店に入ると、既に到着していた面々の表情が凍りついた。
「藤真さん…マジですか、控えめに言ってドン引きなんですけど…。佐和ちゃん、正気…?」
「馬鹿、冗談だっての。そこで会ったから連れて来た。」
宮城が2人を交互に指差して震えながら尋ねるのを藤真が一蹴する。三井は唖然としていた。
「お久しぶり…です。」
「お、おお。最後に会ったのは夏か、仙道の送別会…。」
三井の言葉に佐和は困ったように笑う。藤真は佐和の背中を押して席に着かせる。
「牧たちはまだか。」
「もう来ますよ。」
藤真は佐和の隣に座ると宮城に飲み物のメニューを取るよう手を出す。
「佐和ちゃん、酒ダメなんだよな。」
「ダメ。ドクターストップ。」
「仙道ストップの間違いじゃねーの。」
「それ言ったらブラザーストップですよ。」
「兄貴から止められてんのか。」
「兄が仙道に、飲まないようにちゃんと見張ってろ、って言ってました。」
宮城、藤真、三井の言葉に佐和は苦笑いしながら返していく。
「牧さんって言ってましたけど、牧さん東京に来てるんですか。」
「うちと海南の練習試合があったんだよ。」
三井が眉間にしわを寄せた。宮城も頬杖をついて溜息をつく。
「…負けた、んです?」
「勝ったり負けたりだよ。ただ、やっぱ…」
「やっぱ、なんだ?」
「うお、驚かすなよ。」
静かな低音に三井が驚いて見上げる。
「驚いたな。佐和さんも来ていたのか。」
「お久しぶりです、牧さん。」
その後ろから神が顔を出す。
「あれ、佐和がいる。久し振り、元気?」
「宗、久しぶり。清田くんはいないの?」
「1年は強制送還。」
「え?」
「色々あるんだよ。」
「…へえ。」
「神、美代ちゃん呼べよ。佐和も居るし来るんじゃね?」
「あ、それいいな。宗聞いてみてよ。」
「はは…来るかな。」
そう言って携帯を取り出し、耳に当てながら外に出て行った。
間も無く美代も到着し、久し振りの懐かしい賑やかしさに、佐和は声を出して笑った。隣に仙道がいなくても、その空気に自然と馴染むばかりではなく、不思議と心も温かくなっていった。

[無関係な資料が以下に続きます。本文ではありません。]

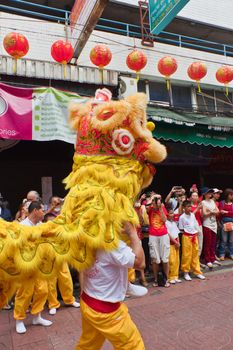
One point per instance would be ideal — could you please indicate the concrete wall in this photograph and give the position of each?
(213, 12)
(119, 47)
(42, 34)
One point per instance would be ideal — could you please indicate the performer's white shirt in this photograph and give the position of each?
(107, 279)
(188, 223)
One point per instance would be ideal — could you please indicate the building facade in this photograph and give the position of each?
(197, 127)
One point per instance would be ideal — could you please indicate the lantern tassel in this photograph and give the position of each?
(15, 66)
(101, 70)
(64, 70)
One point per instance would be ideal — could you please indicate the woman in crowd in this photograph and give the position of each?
(226, 219)
(209, 214)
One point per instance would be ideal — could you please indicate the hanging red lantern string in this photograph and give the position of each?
(136, 60)
(62, 52)
(167, 66)
(16, 45)
(100, 56)
(197, 71)
(224, 75)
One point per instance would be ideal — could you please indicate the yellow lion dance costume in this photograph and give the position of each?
(112, 164)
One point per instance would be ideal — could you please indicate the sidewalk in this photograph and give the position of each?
(196, 315)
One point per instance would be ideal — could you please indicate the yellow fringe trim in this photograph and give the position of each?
(102, 191)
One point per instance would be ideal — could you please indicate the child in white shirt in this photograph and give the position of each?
(174, 258)
(189, 226)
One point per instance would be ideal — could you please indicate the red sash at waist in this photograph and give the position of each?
(100, 305)
(193, 237)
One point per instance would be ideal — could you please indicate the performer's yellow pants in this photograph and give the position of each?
(190, 258)
(65, 285)
(116, 326)
(34, 292)
(131, 275)
(174, 263)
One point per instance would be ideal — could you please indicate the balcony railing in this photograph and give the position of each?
(117, 27)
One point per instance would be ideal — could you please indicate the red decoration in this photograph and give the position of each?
(224, 75)
(197, 71)
(100, 56)
(62, 52)
(16, 45)
(167, 66)
(136, 60)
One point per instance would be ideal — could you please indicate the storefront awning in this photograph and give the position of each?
(193, 128)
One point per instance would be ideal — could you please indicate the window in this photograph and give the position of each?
(206, 101)
(158, 92)
(181, 96)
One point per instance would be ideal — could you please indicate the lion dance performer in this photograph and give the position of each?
(113, 160)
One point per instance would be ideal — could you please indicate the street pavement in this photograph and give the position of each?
(196, 315)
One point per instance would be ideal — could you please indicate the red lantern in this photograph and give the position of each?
(167, 66)
(62, 52)
(16, 45)
(224, 75)
(197, 71)
(136, 60)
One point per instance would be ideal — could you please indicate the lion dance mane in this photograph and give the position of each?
(112, 164)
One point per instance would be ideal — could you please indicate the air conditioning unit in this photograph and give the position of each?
(127, 86)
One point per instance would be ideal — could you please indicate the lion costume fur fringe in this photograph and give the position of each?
(103, 187)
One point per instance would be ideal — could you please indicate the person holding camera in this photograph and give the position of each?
(174, 197)
(55, 204)
(159, 242)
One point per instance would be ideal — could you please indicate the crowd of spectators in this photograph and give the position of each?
(187, 232)
(182, 236)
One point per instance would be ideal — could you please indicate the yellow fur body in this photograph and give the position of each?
(102, 192)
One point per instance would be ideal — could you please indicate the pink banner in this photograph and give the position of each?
(15, 113)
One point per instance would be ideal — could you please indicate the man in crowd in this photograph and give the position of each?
(34, 292)
(4, 211)
(33, 196)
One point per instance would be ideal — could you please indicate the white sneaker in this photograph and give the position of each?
(53, 311)
(201, 277)
(178, 280)
(172, 281)
(136, 291)
(38, 320)
(20, 327)
(187, 277)
(75, 304)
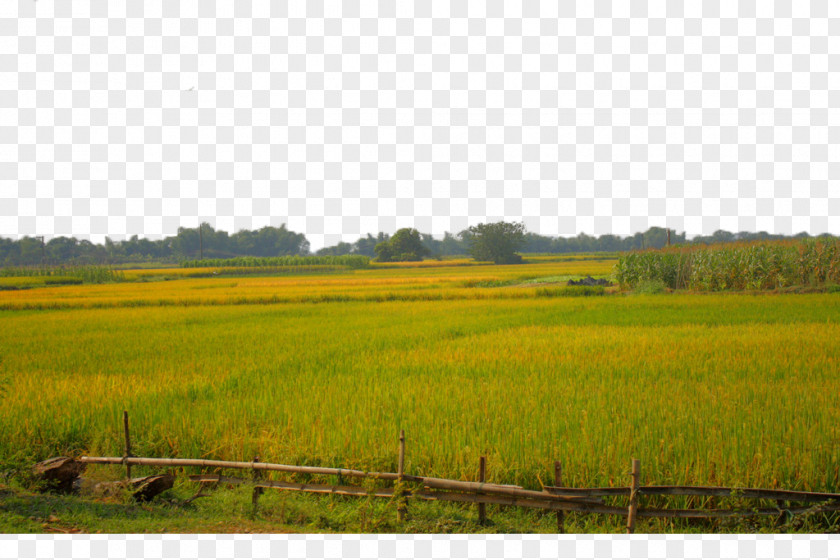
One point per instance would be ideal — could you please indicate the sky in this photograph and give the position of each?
(341, 119)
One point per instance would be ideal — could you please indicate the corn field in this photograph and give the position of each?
(89, 274)
(754, 266)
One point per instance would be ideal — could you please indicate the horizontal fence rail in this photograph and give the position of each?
(555, 498)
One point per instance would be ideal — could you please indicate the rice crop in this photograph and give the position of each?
(440, 283)
(717, 389)
(749, 266)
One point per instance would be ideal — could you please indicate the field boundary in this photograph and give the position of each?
(556, 497)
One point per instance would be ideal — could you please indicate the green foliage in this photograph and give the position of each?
(496, 242)
(571, 291)
(756, 266)
(650, 287)
(405, 246)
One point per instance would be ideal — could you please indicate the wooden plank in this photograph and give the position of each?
(127, 444)
(402, 504)
(708, 491)
(207, 463)
(420, 495)
(634, 496)
(588, 492)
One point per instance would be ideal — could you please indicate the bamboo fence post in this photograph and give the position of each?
(127, 445)
(255, 496)
(634, 496)
(482, 477)
(558, 481)
(402, 505)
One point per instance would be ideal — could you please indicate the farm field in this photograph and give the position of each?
(706, 389)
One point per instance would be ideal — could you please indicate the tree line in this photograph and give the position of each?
(496, 242)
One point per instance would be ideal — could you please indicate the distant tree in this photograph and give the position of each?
(405, 245)
(342, 248)
(497, 242)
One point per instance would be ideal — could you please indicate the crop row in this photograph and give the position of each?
(756, 266)
(348, 261)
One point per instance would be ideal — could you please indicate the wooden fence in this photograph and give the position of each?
(558, 498)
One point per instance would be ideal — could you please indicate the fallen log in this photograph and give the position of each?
(58, 473)
(142, 489)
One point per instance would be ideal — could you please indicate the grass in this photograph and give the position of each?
(706, 389)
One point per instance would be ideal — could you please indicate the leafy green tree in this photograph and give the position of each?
(497, 242)
(405, 245)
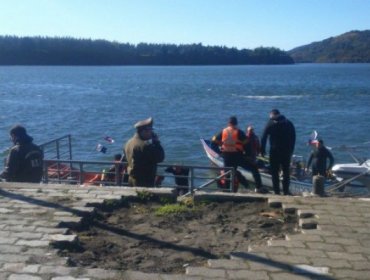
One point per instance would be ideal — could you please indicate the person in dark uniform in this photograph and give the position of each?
(281, 133)
(233, 142)
(25, 160)
(143, 152)
(318, 158)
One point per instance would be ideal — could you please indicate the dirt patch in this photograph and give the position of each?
(135, 237)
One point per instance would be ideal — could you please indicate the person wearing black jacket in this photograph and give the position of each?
(25, 160)
(281, 133)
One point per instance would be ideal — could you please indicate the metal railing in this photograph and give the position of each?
(59, 167)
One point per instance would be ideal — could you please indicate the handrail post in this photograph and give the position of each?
(191, 186)
(117, 174)
(70, 148)
(81, 173)
(232, 179)
(46, 175)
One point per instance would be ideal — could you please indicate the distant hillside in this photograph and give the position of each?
(69, 51)
(350, 47)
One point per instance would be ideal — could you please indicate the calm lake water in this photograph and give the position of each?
(187, 103)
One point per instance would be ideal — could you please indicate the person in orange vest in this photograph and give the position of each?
(233, 141)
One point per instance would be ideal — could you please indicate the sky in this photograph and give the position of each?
(244, 24)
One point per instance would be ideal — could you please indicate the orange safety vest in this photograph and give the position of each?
(230, 140)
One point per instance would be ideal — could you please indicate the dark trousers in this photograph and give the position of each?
(280, 161)
(141, 182)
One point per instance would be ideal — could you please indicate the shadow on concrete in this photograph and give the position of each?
(163, 244)
(195, 251)
(284, 266)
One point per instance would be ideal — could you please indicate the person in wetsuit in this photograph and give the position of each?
(25, 160)
(233, 142)
(318, 158)
(281, 133)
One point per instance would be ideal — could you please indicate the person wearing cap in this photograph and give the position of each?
(143, 152)
(233, 141)
(25, 159)
(281, 133)
(318, 158)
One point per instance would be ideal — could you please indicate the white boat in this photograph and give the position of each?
(297, 186)
(359, 172)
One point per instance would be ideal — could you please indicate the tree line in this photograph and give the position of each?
(70, 51)
(350, 47)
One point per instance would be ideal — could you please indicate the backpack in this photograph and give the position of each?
(32, 170)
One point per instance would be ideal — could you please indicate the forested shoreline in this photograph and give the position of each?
(70, 51)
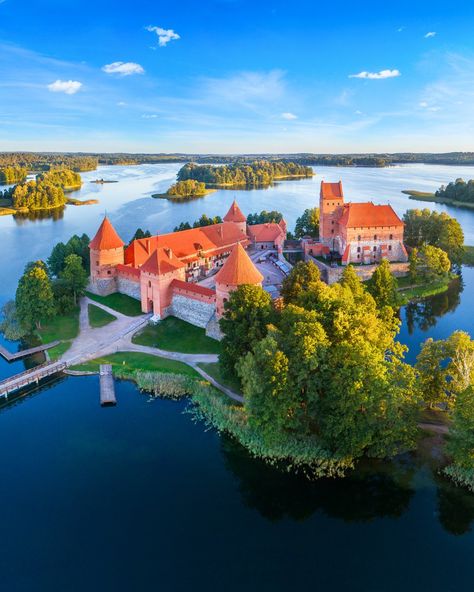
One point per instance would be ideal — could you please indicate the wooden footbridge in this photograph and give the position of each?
(28, 377)
(9, 357)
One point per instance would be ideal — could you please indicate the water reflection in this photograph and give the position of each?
(378, 490)
(424, 314)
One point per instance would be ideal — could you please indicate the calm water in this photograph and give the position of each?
(140, 497)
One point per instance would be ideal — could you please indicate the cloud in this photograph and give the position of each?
(123, 68)
(246, 88)
(69, 87)
(164, 35)
(289, 116)
(377, 75)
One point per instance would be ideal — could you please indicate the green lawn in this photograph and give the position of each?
(409, 291)
(64, 328)
(173, 334)
(99, 317)
(468, 258)
(119, 302)
(128, 362)
(214, 370)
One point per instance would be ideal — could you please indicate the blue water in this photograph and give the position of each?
(140, 497)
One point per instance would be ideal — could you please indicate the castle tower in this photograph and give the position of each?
(157, 274)
(331, 199)
(106, 252)
(235, 215)
(236, 271)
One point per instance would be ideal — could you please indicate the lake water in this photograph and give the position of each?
(139, 497)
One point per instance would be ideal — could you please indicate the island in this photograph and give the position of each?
(458, 194)
(183, 190)
(46, 192)
(259, 173)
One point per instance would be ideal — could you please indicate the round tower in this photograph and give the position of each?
(236, 271)
(106, 252)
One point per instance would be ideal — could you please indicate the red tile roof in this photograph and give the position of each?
(190, 287)
(368, 215)
(161, 261)
(234, 214)
(238, 269)
(265, 232)
(185, 244)
(332, 190)
(106, 237)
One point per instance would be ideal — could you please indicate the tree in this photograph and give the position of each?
(246, 316)
(460, 445)
(34, 296)
(431, 375)
(308, 224)
(298, 280)
(75, 276)
(424, 227)
(383, 285)
(428, 264)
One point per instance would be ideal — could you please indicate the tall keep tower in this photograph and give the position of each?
(106, 252)
(331, 199)
(236, 216)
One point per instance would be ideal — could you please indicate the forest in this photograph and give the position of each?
(259, 173)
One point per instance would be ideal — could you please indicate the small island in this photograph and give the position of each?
(46, 192)
(102, 181)
(183, 190)
(257, 174)
(458, 194)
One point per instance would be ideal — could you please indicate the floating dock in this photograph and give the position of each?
(107, 386)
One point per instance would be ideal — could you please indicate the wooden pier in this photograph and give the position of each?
(28, 377)
(9, 357)
(107, 386)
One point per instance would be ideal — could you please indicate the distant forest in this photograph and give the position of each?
(81, 162)
(255, 174)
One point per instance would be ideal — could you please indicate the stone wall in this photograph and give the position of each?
(213, 329)
(128, 286)
(192, 311)
(331, 275)
(102, 286)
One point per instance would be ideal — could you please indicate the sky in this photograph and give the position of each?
(237, 76)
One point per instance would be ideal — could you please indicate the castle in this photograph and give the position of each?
(356, 232)
(161, 271)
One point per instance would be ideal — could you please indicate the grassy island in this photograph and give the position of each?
(182, 190)
(260, 173)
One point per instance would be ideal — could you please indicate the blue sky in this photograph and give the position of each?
(231, 76)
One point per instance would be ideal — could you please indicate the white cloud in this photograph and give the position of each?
(288, 115)
(69, 87)
(377, 75)
(164, 35)
(123, 68)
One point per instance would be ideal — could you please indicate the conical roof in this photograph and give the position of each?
(234, 214)
(239, 269)
(106, 237)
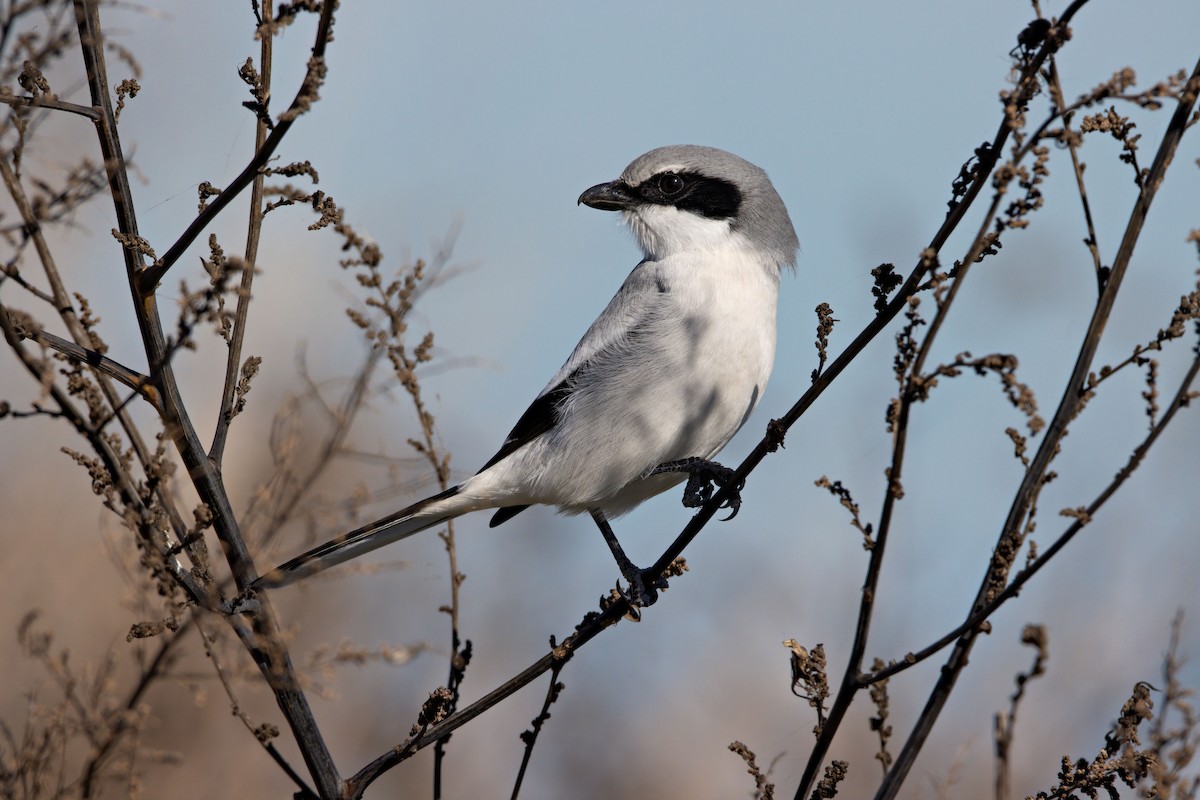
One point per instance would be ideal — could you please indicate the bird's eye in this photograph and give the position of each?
(670, 184)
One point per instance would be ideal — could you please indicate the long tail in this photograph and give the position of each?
(390, 529)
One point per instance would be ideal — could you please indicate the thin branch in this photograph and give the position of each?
(1073, 396)
(270, 653)
(51, 102)
(531, 737)
(1182, 398)
(114, 370)
(233, 360)
(153, 275)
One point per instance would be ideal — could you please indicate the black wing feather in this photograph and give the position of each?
(539, 417)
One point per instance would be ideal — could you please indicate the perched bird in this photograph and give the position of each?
(659, 383)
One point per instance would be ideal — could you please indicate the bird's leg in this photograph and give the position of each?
(703, 477)
(642, 587)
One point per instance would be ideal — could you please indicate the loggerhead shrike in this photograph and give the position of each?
(659, 383)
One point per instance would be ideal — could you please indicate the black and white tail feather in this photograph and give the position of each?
(666, 374)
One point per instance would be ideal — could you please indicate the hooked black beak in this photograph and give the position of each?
(609, 197)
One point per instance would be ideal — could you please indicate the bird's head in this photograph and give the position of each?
(688, 198)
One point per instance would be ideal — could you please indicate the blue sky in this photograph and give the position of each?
(495, 118)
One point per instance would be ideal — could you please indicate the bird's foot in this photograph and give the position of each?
(643, 588)
(705, 477)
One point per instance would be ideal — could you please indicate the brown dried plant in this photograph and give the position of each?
(166, 487)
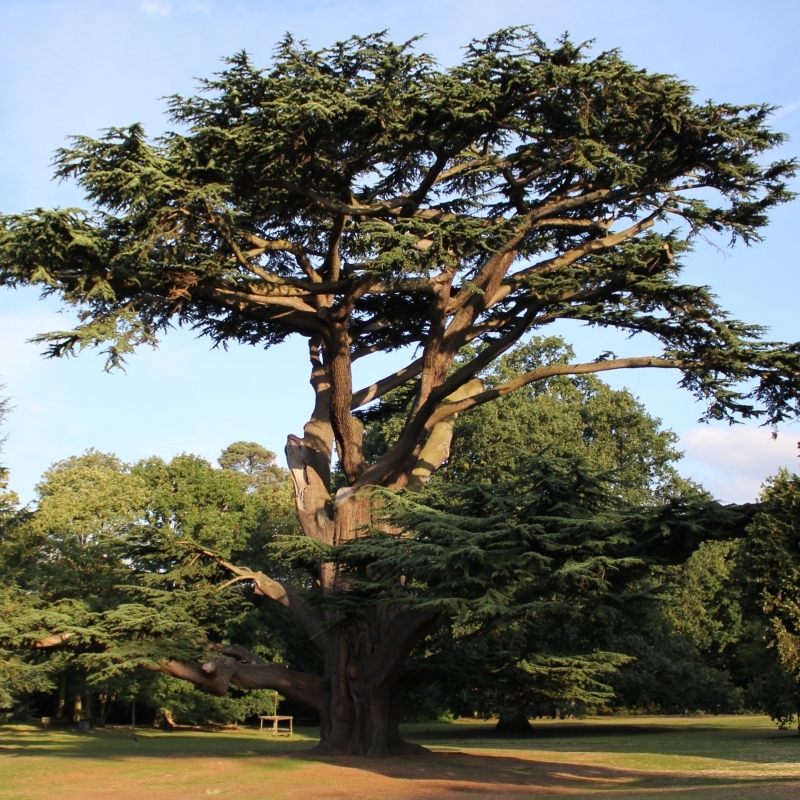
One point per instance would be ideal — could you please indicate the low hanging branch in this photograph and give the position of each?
(449, 212)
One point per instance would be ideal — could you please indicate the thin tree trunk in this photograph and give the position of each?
(62, 697)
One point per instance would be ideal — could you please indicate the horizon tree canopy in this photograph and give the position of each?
(369, 200)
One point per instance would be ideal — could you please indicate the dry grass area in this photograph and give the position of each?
(735, 758)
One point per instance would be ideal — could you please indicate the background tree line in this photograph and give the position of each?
(103, 574)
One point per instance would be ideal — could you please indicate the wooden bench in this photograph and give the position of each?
(276, 720)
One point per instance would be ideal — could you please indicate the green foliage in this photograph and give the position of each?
(105, 571)
(771, 562)
(363, 169)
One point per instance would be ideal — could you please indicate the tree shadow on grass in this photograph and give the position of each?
(715, 741)
(509, 776)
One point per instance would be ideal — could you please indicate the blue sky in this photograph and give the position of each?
(76, 66)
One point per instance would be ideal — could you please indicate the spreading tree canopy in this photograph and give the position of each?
(369, 200)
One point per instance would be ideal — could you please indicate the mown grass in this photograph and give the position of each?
(707, 758)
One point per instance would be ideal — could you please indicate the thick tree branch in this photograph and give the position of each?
(384, 385)
(550, 371)
(219, 672)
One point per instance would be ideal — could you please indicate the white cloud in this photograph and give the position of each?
(788, 109)
(156, 9)
(733, 463)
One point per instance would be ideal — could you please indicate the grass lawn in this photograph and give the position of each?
(709, 758)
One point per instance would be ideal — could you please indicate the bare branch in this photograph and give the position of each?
(551, 371)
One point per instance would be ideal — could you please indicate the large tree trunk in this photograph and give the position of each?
(357, 697)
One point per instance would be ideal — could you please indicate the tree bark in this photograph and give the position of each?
(357, 696)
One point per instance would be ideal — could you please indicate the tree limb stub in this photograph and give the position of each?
(264, 586)
(436, 449)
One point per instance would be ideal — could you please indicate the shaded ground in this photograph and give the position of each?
(710, 759)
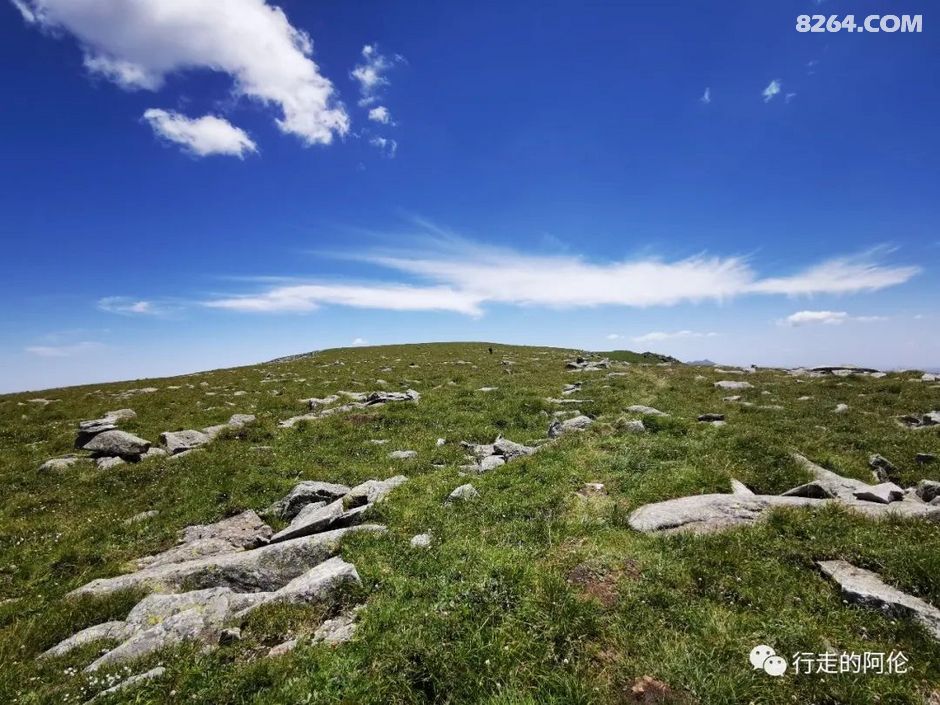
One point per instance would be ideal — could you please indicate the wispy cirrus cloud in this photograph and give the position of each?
(129, 306)
(659, 336)
(87, 346)
(830, 318)
(454, 275)
(392, 297)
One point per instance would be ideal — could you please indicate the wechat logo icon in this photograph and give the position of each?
(763, 656)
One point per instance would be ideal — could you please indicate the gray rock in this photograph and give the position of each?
(928, 490)
(464, 493)
(631, 426)
(200, 624)
(119, 415)
(240, 420)
(868, 589)
(115, 631)
(480, 450)
(814, 489)
(179, 441)
(230, 635)
(127, 683)
(710, 512)
(882, 469)
(305, 493)
(593, 489)
(732, 384)
(559, 427)
(885, 493)
(372, 491)
(739, 488)
(108, 462)
(645, 410)
(117, 443)
(200, 548)
(282, 649)
(403, 455)
(920, 421)
(314, 519)
(142, 516)
(263, 569)
(57, 464)
(491, 462)
(336, 631)
(244, 530)
(510, 450)
(421, 541)
(319, 584)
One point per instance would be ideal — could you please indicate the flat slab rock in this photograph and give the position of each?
(262, 569)
(868, 589)
(307, 492)
(714, 512)
(203, 616)
(710, 512)
(560, 428)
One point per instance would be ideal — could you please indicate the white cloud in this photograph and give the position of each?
(200, 136)
(380, 114)
(772, 89)
(843, 275)
(371, 74)
(658, 336)
(831, 318)
(138, 43)
(309, 297)
(461, 277)
(65, 350)
(28, 14)
(386, 145)
(125, 305)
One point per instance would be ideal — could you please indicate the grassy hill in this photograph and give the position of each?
(648, 358)
(530, 594)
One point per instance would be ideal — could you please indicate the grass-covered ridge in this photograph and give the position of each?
(530, 594)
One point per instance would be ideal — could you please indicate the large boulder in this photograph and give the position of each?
(318, 584)
(263, 569)
(372, 491)
(317, 517)
(868, 589)
(305, 493)
(119, 443)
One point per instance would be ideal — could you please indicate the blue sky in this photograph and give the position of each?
(187, 186)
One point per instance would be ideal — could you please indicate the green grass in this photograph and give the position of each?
(529, 595)
(637, 358)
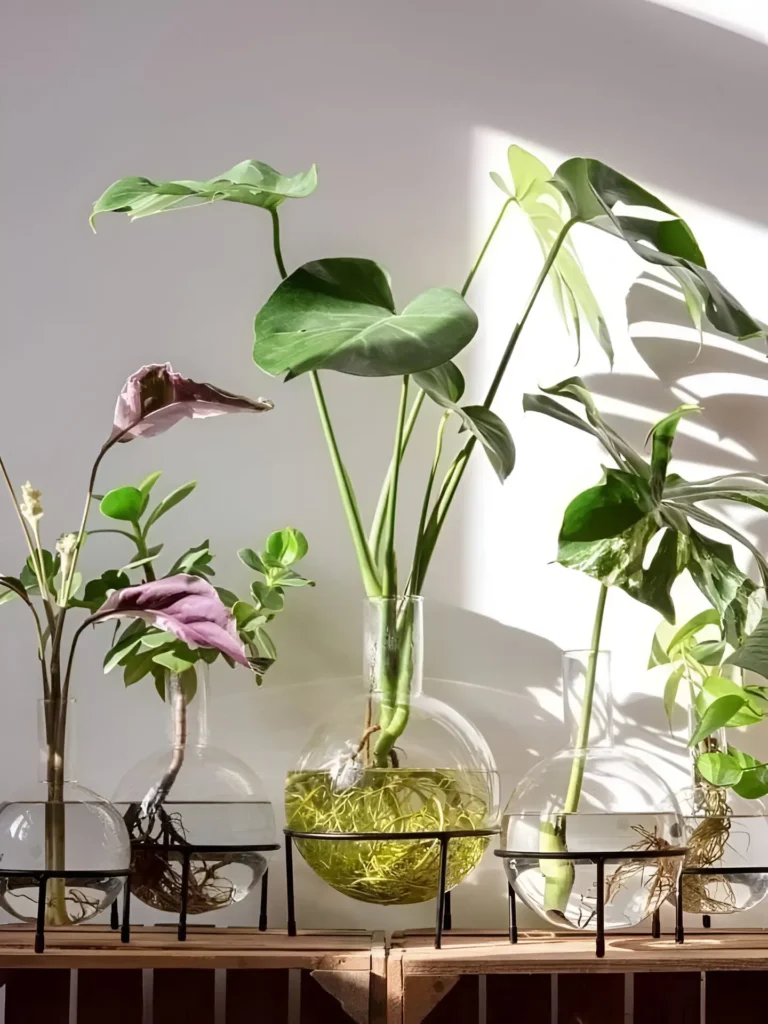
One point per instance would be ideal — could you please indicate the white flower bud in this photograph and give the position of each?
(32, 510)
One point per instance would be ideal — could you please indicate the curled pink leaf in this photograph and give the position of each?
(155, 398)
(184, 605)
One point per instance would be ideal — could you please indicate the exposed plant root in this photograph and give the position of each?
(158, 860)
(395, 871)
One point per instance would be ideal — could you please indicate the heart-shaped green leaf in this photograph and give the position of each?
(250, 181)
(339, 314)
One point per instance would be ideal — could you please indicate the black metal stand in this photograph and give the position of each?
(443, 918)
(185, 854)
(706, 919)
(599, 859)
(41, 879)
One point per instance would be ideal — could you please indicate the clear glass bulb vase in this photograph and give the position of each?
(193, 794)
(593, 797)
(722, 829)
(392, 760)
(58, 825)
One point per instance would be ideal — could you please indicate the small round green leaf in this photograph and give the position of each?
(123, 503)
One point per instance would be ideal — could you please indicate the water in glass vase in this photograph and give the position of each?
(213, 799)
(358, 773)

「じゃ、俺佐和送るから。牧、付き合わせてわりーけど。」
「構わない。女性を無事に送り届けるのは当然だ。」
「あ、ありがとうございます…。」
店の前で解散すると、藤真は両手を頭の後ろにやり、口を開く。
「帰りに酒買ってこーぜ牧、飲み足りねー。」
「楽しそうですね、お泊まり。」
「これが野郎じゃなきゃな。」
「手厳しいな。」
「あーあ!神がうらやましー!俺も美代ちゃんの家に泊まりてー!」
「最低。藤真さん最低。」
そんなことを話しながら歩く。夜空を見上げると、先程とはすこし位置の変わったオリオン座が、変わらず煌めいていた。
「しんどくねえの。」
藤真の言葉に佐和は隣に目を移す。
「離れちまって、辛くねえの。」
打って変わって真剣な色を浮かべ、尋ねてくる。佐和は目線を外し、また空を見上げる。
「平気ですよ。どこにいたって、やることは変わらないし、想いも変わらない。」
深呼吸して、続ける。
「別々の道を歩いてても、向かう場所が一緒なら…いいなって。そう思っているから、大丈夫です。」
その横顔に、牧は微笑むと佐和の背中を、トントン、と軽く叩く。
「仙道には勿体ないくらい聡明でひたむきな人だな。」
「だろ?俺もそう思う。」
「いつでも頼ってくれればいいからな。なんでも抱え込むんじゃないぞ。」
「おう、今日みたいに騒ごうな。」
「…はい。ありがとうございます。」
「んで写真撮って仙道に送ってやろーぜ。こっちはこっちでよろしくやってまーす、ってな。」
「それ、いいですね。」
藤真が、ポンポン、と佐和の頭を撫でる。佐和はもう一度オリオン座を見上げる。
(ねえ、彰。彰が繋いでくれた人たちにこんなに大切にしてもらっているよ。)
(ありがとう。)
応えるように、星がひとつ瞬いた。